# The VOODOO behind GUANO..



## Delta999 (Nov 4, 2016)

I used Guanokalong brand bat guano on my last grow, mixed into compost tea- with superb results. 
Serious organic growers like Soma seem to rate the stuff highly pretty highly for the sweetness it adds to the smoke.

Recently I was browsing on Ebay for a new guano supply to use on the upcoming bloom phase of my grow. 

I have to admit I was a bit overwhelmed by the variety on offer with a wide range of mineral ratios , sources and compostions between them. 

I mean..Peruvian Seabird ? Mexican bat? ?Jamaican? 10,0000 year old Indonesian? with palm ash from a Janvanese volcano OR wild jungle cotton seed dust WITH hand crushed tropical fish dust? Pellets? Liquid concentrate?

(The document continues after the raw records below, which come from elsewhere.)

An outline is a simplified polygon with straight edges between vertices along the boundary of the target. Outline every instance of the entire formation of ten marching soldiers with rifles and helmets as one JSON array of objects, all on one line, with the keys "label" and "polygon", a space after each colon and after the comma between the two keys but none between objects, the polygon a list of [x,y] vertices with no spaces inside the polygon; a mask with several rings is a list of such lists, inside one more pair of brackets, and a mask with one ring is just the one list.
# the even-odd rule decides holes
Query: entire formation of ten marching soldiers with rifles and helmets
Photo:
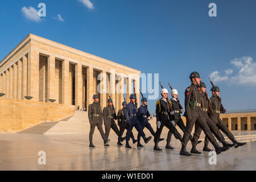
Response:
[{"label": "entire formation of ten marching soldiers with rifles and helmets", "polygon": [[[212,97],[209,98],[206,86],[204,82],[201,81],[199,73],[192,72],[189,78],[191,80],[191,85],[185,90],[185,110],[180,104],[177,90],[172,89],[169,84],[172,97],[169,99],[168,90],[163,88],[161,85],[162,90],[160,94],[162,98],[156,102],[156,132],[148,122],[150,121],[151,115],[147,109],[147,98],[143,97],[142,93],[142,105],[139,108],[137,107],[137,97],[135,94],[131,94],[129,104],[124,101],[122,103],[123,108],[118,111],[118,114],[115,113],[113,101],[111,99],[108,99],[108,106],[106,106],[102,112],[99,104],[99,97],[94,95],[94,102],[89,105],[88,110],[90,122],[89,147],[95,147],[93,145],[93,133],[96,126],[104,140],[104,146],[109,146],[108,143],[110,140],[108,138],[110,129],[112,129],[115,134],[117,134],[118,146],[122,146],[122,142],[126,140],[125,147],[131,148],[129,144],[129,140],[131,138],[133,140],[133,144],[137,143],[137,147],[143,147],[141,138],[143,138],[144,143],[148,143],[151,140],[151,137],[146,137],[143,132],[146,127],[154,137],[154,150],[161,151],[162,149],[159,148],[158,143],[164,140],[163,138],[160,138],[164,126],[169,129],[166,149],[174,149],[170,144],[172,134],[174,134],[174,137],[181,142],[180,155],[184,156],[201,154],[201,152],[196,149],[196,146],[201,142],[199,138],[202,130],[205,133],[203,151],[212,151],[208,147],[209,142],[212,143],[217,154],[220,154],[233,146],[237,148],[245,145],[245,142],[237,142],[234,135],[220,119],[220,113],[226,112],[221,104],[220,88],[218,88],[218,86],[214,86],[213,82],[210,81],[213,87],[210,89]],[[181,118],[181,114],[183,112],[184,117],[187,120],[186,125],[184,125],[183,119]],[[116,120],[118,121],[119,129],[115,123]],[[105,125],[105,133],[102,129],[103,121]],[[183,131],[183,137],[181,137],[181,134],[177,131],[176,126],[179,126],[181,131]],[[192,137],[191,132],[194,126],[195,132]],[[134,138],[132,131],[133,127],[138,131],[137,139]],[[125,130],[126,137],[122,137]],[[220,130],[233,142],[232,144],[225,141]],[[218,145],[215,137],[220,143],[222,143],[222,147]],[[191,140],[192,143],[190,153],[187,151],[187,143],[189,140]]]}]

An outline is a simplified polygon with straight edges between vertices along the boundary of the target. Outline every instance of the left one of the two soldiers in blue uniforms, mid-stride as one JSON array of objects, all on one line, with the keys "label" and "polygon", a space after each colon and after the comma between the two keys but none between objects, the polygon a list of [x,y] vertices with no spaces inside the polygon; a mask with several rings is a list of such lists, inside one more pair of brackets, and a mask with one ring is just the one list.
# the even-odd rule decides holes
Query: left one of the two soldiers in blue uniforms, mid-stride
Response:
[{"label": "left one of the two soldiers in blue uniforms, mid-stride", "polygon": [[141,135],[141,137],[144,139],[145,143],[148,143],[152,137],[145,137],[145,134],[141,128],[141,125],[139,124],[138,118],[137,118],[137,104],[135,104],[135,101],[137,100],[137,97],[134,94],[131,94],[130,96],[130,103],[127,104],[125,108],[125,118],[126,122],[128,123],[128,130],[126,132],[126,148],[131,148],[129,145],[129,140],[131,138],[131,131],[133,130],[133,127],[138,131],[138,133]]}]

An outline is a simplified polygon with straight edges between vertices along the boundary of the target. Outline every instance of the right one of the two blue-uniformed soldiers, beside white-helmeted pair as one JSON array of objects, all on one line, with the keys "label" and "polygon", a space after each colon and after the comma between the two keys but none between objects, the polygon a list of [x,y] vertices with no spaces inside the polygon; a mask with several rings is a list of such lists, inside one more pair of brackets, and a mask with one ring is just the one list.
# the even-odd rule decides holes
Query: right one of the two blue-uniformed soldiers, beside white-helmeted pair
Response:
[{"label": "right one of the two blue-uniformed soldiers, beside white-helmeted pair", "polygon": [[[138,119],[139,123],[141,124],[142,130],[146,127],[150,133],[155,137],[155,131],[152,129],[150,123],[148,122],[150,120],[150,113],[147,109],[147,98],[143,97],[141,100],[141,106],[138,109]],[[163,138],[160,139],[160,141],[164,140]],[[137,147],[143,147],[141,144],[141,135],[138,133],[138,144]]]}]

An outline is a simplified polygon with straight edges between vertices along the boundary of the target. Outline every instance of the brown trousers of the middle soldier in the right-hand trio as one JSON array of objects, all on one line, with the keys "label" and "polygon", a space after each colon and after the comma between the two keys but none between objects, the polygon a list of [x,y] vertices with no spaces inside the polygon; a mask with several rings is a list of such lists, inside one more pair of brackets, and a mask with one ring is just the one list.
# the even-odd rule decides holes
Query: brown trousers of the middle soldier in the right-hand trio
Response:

Where in the hell do I start?? 

So riddle me this -If YOU use the stuff-what TYPE and HOW do you use it in each or any phase of cannabis growth?


----------



## Rosebud (Nov 4, 2016)

I use guano's always.. I do the high in N in the beginning of grow and change to the high in P for flower.  ya know NPK?


----------



## mrcane (Nov 10, 2016)

Using worm castings during veg. And 0-12-0 bat  gauno in flower , top dressing and water thru it.


----------